Even though many details remain unresolved, the White House and GOP leaders are aiming to write tax bills that meet several key targets. They want to lower the top corporate tax rate from 35 percent to 20 percent, collapse the number of income brackets paid by families and individuals from seven to three, and eliminate the estate tax and the alternative minimum tax.
Democrats and a number of budget experts have said the GOP tax plan would predominantly benefit the wealthiest Americans, with some taxes actually going up on the middle class and upper-middle class. Brady dismissed these concerns, telling people to study the bill he introduces next week.
He said that after the tax cut measure becomes law, he will pivot his attention next year into dismantling the Internal Revenue Service through a process he described as a “bust up [of] the IRS as it is today.” He said he wants the focus of the changed agency to be “focused on that simpler, fairer tax code” that the bill would create.

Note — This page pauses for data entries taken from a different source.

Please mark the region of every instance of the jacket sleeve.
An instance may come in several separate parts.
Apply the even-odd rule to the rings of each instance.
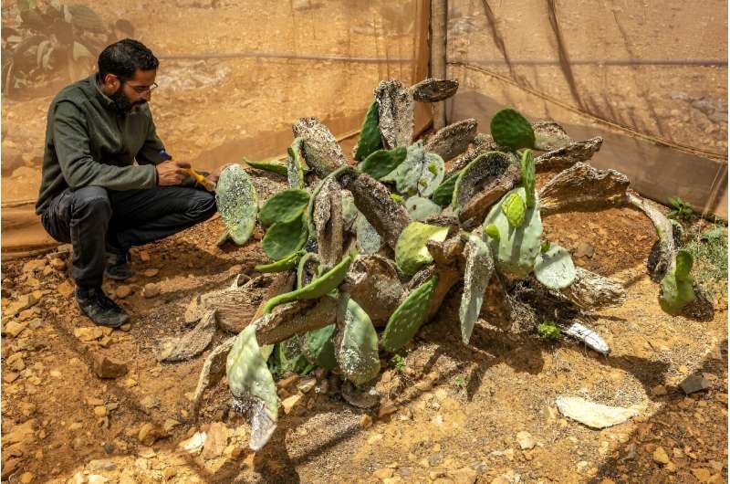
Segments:
[[[73,189],[102,186],[110,190],[134,190],[155,185],[152,165],[115,166],[91,156],[89,128],[81,110],[70,101],[60,101],[53,116],[53,143],[66,183]]]
[[[145,108],[149,110],[149,107],[145,106]],[[164,150],[165,147],[157,136],[157,129],[154,126],[151,112],[149,110],[147,112],[150,120],[147,127],[147,136],[144,139],[144,144],[142,144],[135,158],[140,164],[157,164],[162,162],[160,152]]]

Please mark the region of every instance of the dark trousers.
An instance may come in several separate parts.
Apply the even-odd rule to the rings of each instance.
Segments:
[[[72,276],[83,288],[101,286],[107,252],[126,254],[213,216],[215,196],[182,186],[113,191],[86,186],[57,195],[41,214],[46,231],[74,247]]]

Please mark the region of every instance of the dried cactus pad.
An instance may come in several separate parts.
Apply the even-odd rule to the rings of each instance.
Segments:
[[[568,146],[573,140],[565,132],[562,126],[555,121],[537,121],[532,123],[535,132],[535,149],[543,152],[558,150]]]
[[[256,325],[247,326],[236,336],[225,360],[225,374],[234,397],[249,404],[249,446],[257,450],[266,445],[276,426],[278,400],[276,384],[256,341]]]
[[[293,220],[274,224],[266,231],[261,247],[269,258],[279,260],[304,247],[309,231],[304,223],[303,213],[300,210],[299,216]]]
[[[264,314],[268,314],[271,310],[287,302],[298,300],[316,300],[336,289],[345,279],[349,265],[352,263],[354,254],[348,254],[335,267],[314,279],[307,286],[291,292],[285,292],[268,300],[264,305]]]
[[[576,267],[570,253],[557,244],[535,259],[535,277],[553,289],[567,288],[576,279]]]
[[[413,275],[418,269],[433,261],[426,247],[427,240],[443,242],[449,227],[412,222],[401,233],[395,245],[395,264],[404,274]]]
[[[483,187],[504,174],[511,163],[509,156],[501,152],[487,152],[467,164],[454,184],[452,198],[454,210],[458,213],[466,206]]]
[[[462,342],[469,344],[474,325],[482,310],[485,289],[489,285],[495,271],[492,252],[481,237],[469,235],[466,241],[466,270],[464,273],[464,293],[459,306],[459,321],[462,327]]]
[[[386,351],[397,352],[418,332],[425,321],[428,303],[437,284],[438,275],[434,274],[412,290],[393,311],[382,333],[382,346]]]
[[[512,194],[525,196],[525,188],[518,187],[508,192],[502,200]],[[525,223],[519,227],[509,225],[507,217],[502,213],[502,204],[495,204],[485,218],[484,227],[490,225],[496,226],[499,238],[489,240],[492,255],[500,272],[524,278],[532,271],[535,258],[540,252],[540,237],[542,236],[542,220],[538,209],[539,200],[533,208],[525,212]],[[494,230],[494,229],[490,229]]]
[[[495,142],[513,150],[533,148],[535,132],[525,117],[513,109],[506,108],[492,117],[490,124]]]
[[[407,150],[405,146],[399,146],[392,150],[378,150],[372,152],[358,165],[358,169],[376,180],[387,175],[405,161]]]
[[[378,125],[378,103],[372,101],[365,114],[362,127],[360,129],[360,141],[352,157],[356,162],[360,162],[381,148],[382,148],[382,140],[381,139],[381,128]]]
[[[256,227],[258,195],[240,164],[231,164],[221,173],[215,205],[234,242],[239,246],[245,244]]]
[[[347,164],[337,140],[317,118],[300,118],[292,126],[292,131],[296,138],[304,140],[307,164],[320,178]]]
[[[309,192],[307,190],[283,190],[266,200],[258,218],[265,226],[291,222],[301,215],[308,204]]]
[[[368,313],[349,296],[343,295],[338,305],[337,361],[339,369],[357,385],[378,376],[378,333]]]
[[[438,102],[451,98],[459,89],[456,79],[429,78],[411,86],[413,100],[420,102]]]

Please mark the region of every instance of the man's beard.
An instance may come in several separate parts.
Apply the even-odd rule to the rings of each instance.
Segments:
[[[117,89],[117,92],[110,96],[110,99],[114,101],[114,106],[116,106],[117,110],[122,113],[129,113],[131,112],[132,110],[137,108],[138,106],[141,106],[145,104],[147,101],[145,100],[140,100],[135,102],[130,102],[129,98],[124,94],[123,89],[124,85],[120,85],[120,89]]]

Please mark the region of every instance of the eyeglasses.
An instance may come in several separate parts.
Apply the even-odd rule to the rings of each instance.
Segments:
[[[130,86],[138,94],[144,94],[145,92],[152,92],[158,88],[157,82],[153,82],[151,86]]]

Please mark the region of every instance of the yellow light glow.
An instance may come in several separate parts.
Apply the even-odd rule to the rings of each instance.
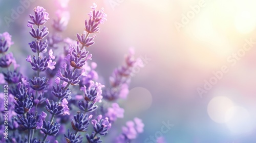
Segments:
[[[233,102],[229,99],[225,97],[215,97],[208,104],[208,114],[215,122],[226,123],[230,118],[226,117],[226,114],[233,106]]]
[[[248,11],[242,11],[235,18],[237,30],[243,34],[249,33],[255,28],[256,21],[251,13]]]

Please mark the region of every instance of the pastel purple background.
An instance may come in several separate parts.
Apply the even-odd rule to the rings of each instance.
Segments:
[[[255,46],[236,63],[227,60],[242,51],[246,39],[256,41],[255,1],[205,1],[178,30],[175,23],[182,24],[182,14],[201,1],[124,0],[114,9],[110,0],[71,1],[65,37],[75,39],[77,33],[82,33],[93,3],[108,14],[95,44],[88,49],[102,78],[108,80],[131,46],[137,57],[151,59],[133,78],[128,99],[120,102],[125,117],[114,125],[142,118],[145,131],[133,142],[144,142],[167,121],[174,125],[163,134],[167,142],[256,142]],[[56,8],[53,1],[35,0],[8,27],[4,17],[11,17],[11,9],[20,5],[18,1],[0,0],[0,32],[12,35],[10,50],[21,70],[28,72],[25,57],[31,52],[28,43],[32,40],[28,15],[34,7],[44,7],[49,13],[50,27]],[[203,89],[204,80],[213,78],[212,72],[223,66],[227,73],[201,98],[197,89]]]

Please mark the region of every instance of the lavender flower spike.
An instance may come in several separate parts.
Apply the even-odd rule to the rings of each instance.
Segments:
[[[13,44],[11,37],[7,32],[0,33],[0,53],[6,52],[11,45]]]
[[[28,25],[28,26],[31,28],[32,31],[30,31],[29,33],[30,33],[30,35],[36,39],[42,39],[48,35],[49,31],[47,31],[48,29],[45,26],[41,30],[39,28],[37,28],[36,31],[31,25]]]
[[[105,135],[108,133],[108,130],[111,128],[111,123],[109,122],[109,118],[105,117],[102,118],[102,115],[99,115],[97,117],[97,120],[92,120],[93,125],[93,129],[96,133],[101,135]]]
[[[42,25],[49,19],[48,13],[46,12],[43,7],[37,6],[34,8],[34,11],[35,16],[31,14],[29,15],[32,21],[29,20],[29,23],[37,26]]]
[[[86,132],[88,129],[89,120],[92,118],[92,115],[84,115],[83,113],[78,112],[74,115],[74,120],[71,121],[73,129],[76,131]]]
[[[44,42],[42,40],[40,40],[32,41],[29,44],[33,52],[44,53],[47,51],[48,45],[47,44],[47,40],[45,40]]]

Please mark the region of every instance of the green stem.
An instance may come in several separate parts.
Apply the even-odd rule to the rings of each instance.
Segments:
[[[46,134],[46,135],[45,135],[45,137],[44,137],[44,139],[42,139],[42,142],[45,142],[45,141],[46,141],[46,138],[47,138],[47,135],[48,135],[47,134]]]
[[[55,114],[52,114],[52,118],[51,118],[50,123],[51,124],[53,122],[53,120],[54,119],[54,117],[55,116]]]
[[[34,133],[35,133],[35,129],[32,130],[32,134],[31,135],[31,138],[32,138],[32,139],[34,137]]]
[[[76,70],[76,67],[74,67],[74,69],[72,70],[72,73],[74,73],[74,72],[75,72],[75,70]],[[69,87],[69,86],[70,85],[70,82],[69,82],[68,83],[68,84],[65,86],[65,87],[64,88],[64,89],[67,89],[68,88],[68,87]]]
[[[78,131],[76,131],[76,133],[75,134],[75,135],[76,136],[76,135],[77,134],[77,133],[78,133]]]
[[[28,133],[28,143],[30,143],[30,129],[29,130],[29,132]]]

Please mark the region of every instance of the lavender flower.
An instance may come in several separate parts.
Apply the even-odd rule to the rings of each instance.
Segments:
[[[12,36],[7,32],[0,33],[0,53],[6,52],[11,45],[13,44],[11,37]]]
[[[26,114],[33,106],[31,99],[27,96],[22,100],[18,98],[15,98],[15,111],[17,114]]]
[[[101,85],[100,83],[96,82],[94,83],[93,81],[91,81],[90,85],[88,89],[87,89],[86,86],[83,86],[81,87],[80,90],[83,91],[84,93],[84,100],[86,101],[92,102],[93,103],[96,102],[101,102],[102,96],[101,94],[102,90],[101,88],[105,87],[104,85]]]
[[[14,70],[13,72],[8,71],[6,73],[3,73],[5,80],[8,83],[17,83],[21,81],[23,76],[20,73]]]
[[[38,122],[36,123],[36,129],[39,129],[42,128],[43,122],[45,121],[47,114],[45,112],[42,112],[40,115],[39,115]]]
[[[70,83],[72,85],[77,85],[80,80],[79,78],[81,73],[74,73],[71,69],[67,70],[67,66],[64,68],[64,75],[61,74],[61,70],[59,69],[57,74],[57,77],[59,77],[60,80],[63,80],[67,83]]]
[[[105,114],[110,122],[115,122],[118,117],[123,118],[124,110],[120,108],[118,104],[116,103],[112,103],[112,107],[108,108],[108,112]]]
[[[116,138],[116,142],[126,142],[131,141],[137,137],[138,133],[143,131],[144,124],[141,120],[135,118],[134,122],[129,121],[126,122],[125,127],[122,127],[122,133]]]
[[[97,105],[88,101],[80,101],[78,102],[78,106],[80,110],[85,112],[91,112],[95,111],[97,108]]]
[[[31,25],[37,26],[42,25],[49,19],[49,14],[42,7],[37,6],[34,8],[35,16],[30,14],[29,16],[32,21],[29,20],[28,22]]]
[[[79,132],[86,132],[88,129],[89,120],[92,115],[83,115],[83,113],[78,113],[74,115],[74,120],[71,121],[71,125],[74,130]]]
[[[41,39],[39,41],[35,40],[32,41],[29,43],[29,44],[33,52],[44,53],[47,51],[47,46],[48,45],[47,44],[47,40],[45,40],[45,41],[43,41]]]
[[[157,143],[166,143],[165,140],[163,136],[160,136],[157,139]]]
[[[58,10],[56,11],[57,19],[53,20],[53,28],[57,31],[62,32],[68,26],[70,19],[70,14],[68,11]]]
[[[62,102],[62,104],[59,104],[58,102],[54,102],[53,101],[49,101],[48,99],[46,99],[46,109],[51,114],[57,115],[58,116],[63,116],[66,114],[69,114],[68,107],[66,103]]]
[[[36,31],[31,25],[28,26],[31,28],[32,30],[32,31],[29,32],[29,33],[33,37],[37,40],[44,39],[49,34],[49,31],[47,31],[48,29],[45,26],[41,30],[39,28],[36,29]]]
[[[53,48],[57,49],[58,43],[63,41],[63,39],[59,34],[54,33],[53,35],[47,36],[47,44],[49,46]]]
[[[100,140],[100,136],[97,136],[95,132],[93,132],[91,135],[87,134],[86,138],[89,143],[99,143],[102,142]]]
[[[68,130],[68,135],[64,135],[67,142],[70,143],[82,143],[82,136],[81,134],[76,135],[73,132],[70,132],[69,130]]]
[[[32,115],[17,115],[16,119],[19,127],[23,130],[35,129],[36,124],[38,120],[38,116],[35,117]]]
[[[67,100],[70,100],[71,99],[71,97],[70,96],[71,91],[69,88],[64,89],[65,87],[59,86],[60,80],[60,79],[58,77],[55,79],[55,83],[57,84],[57,87],[53,85],[53,90],[51,91],[51,93],[58,99],[66,98]]]
[[[50,122],[47,123],[43,121],[43,124],[41,130],[45,135],[55,136],[59,132],[60,124],[57,123],[51,124]]]
[[[91,11],[88,13],[90,19],[89,20],[86,19],[84,22],[84,29],[89,33],[98,32],[99,30],[98,25],[103,23],[106,20],[106,14],[103,12],[104,9],[102,8],[100,11],[98,10],[96,12],[95,11],[96,7],[97,5],[95,3],[93,3],[93,6],[91,7],[93,11]]]
[[[80,49],[77,42],[76,49],[74,47],[70,47],[70,54],[68,54],[66,59],[70,62],[70,65],[76,68],[80,69],[85,64],[86,61],[91,59],[92,54],[88,54],[89,52],[84,48]]]
[[[93,130],[97,134],[105,135],[108,133],[108,130],[111,128],[111,123],[109,122],[109,118],[102,118],[102,115],[99,115],[96,120],[92,120],[93,125]]]
[[[34,77],[34,80],[30,79],[29,81],[31,82],[30,87],[35,90],[41,91],[47,88],[48,79],[45,77],[42,78]]]
[[[14,60],[15,60],[12,53],[4,55],[0,58],[0,67],[8,67]]]

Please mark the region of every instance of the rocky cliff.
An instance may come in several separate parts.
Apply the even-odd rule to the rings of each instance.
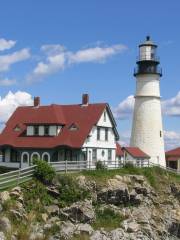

The comments by Brady and Hatch show the immense pressure that congressional leaders are under to find new revenue to offset some of the sweeping tax cuts Trump has promised. The Tax Policy Center, a nonpartisan Washington think tank, has analyzed that Americans saved $67.2 billion in taxes by contributing to defined-contribution plans like 401(k) accounts in 2015. Some Republicans believe they need to eliminate at least $400 billion a year in tax deductions and incentives to ensure that their tax plan can pass the Senate according to certain rules.
If Brady is going to offer some Republicans major concessions on the state and local tax debate, he could be forced to seek new revenue elsewhere, and the retirement accounts appear to be one target.
Sen. Bob Corker (R-Tenn.) said Wednesday that the White House should not be putting down markers about what will and won’t be in the bill. Instead, he said, the White House should give lawmakers room to negotiate because they will have to make difficult decisions. Corker said they will ultimately need to eliminate $4 trillion in tax benefits over 10 years, something he said will take a “herculean effort.”
“To begin telling them in advance what is on the table and off the table does nothing but hurt the effort,” said Corker, who has signaled he would eventually oppose the tax bill if it adds to the deficit.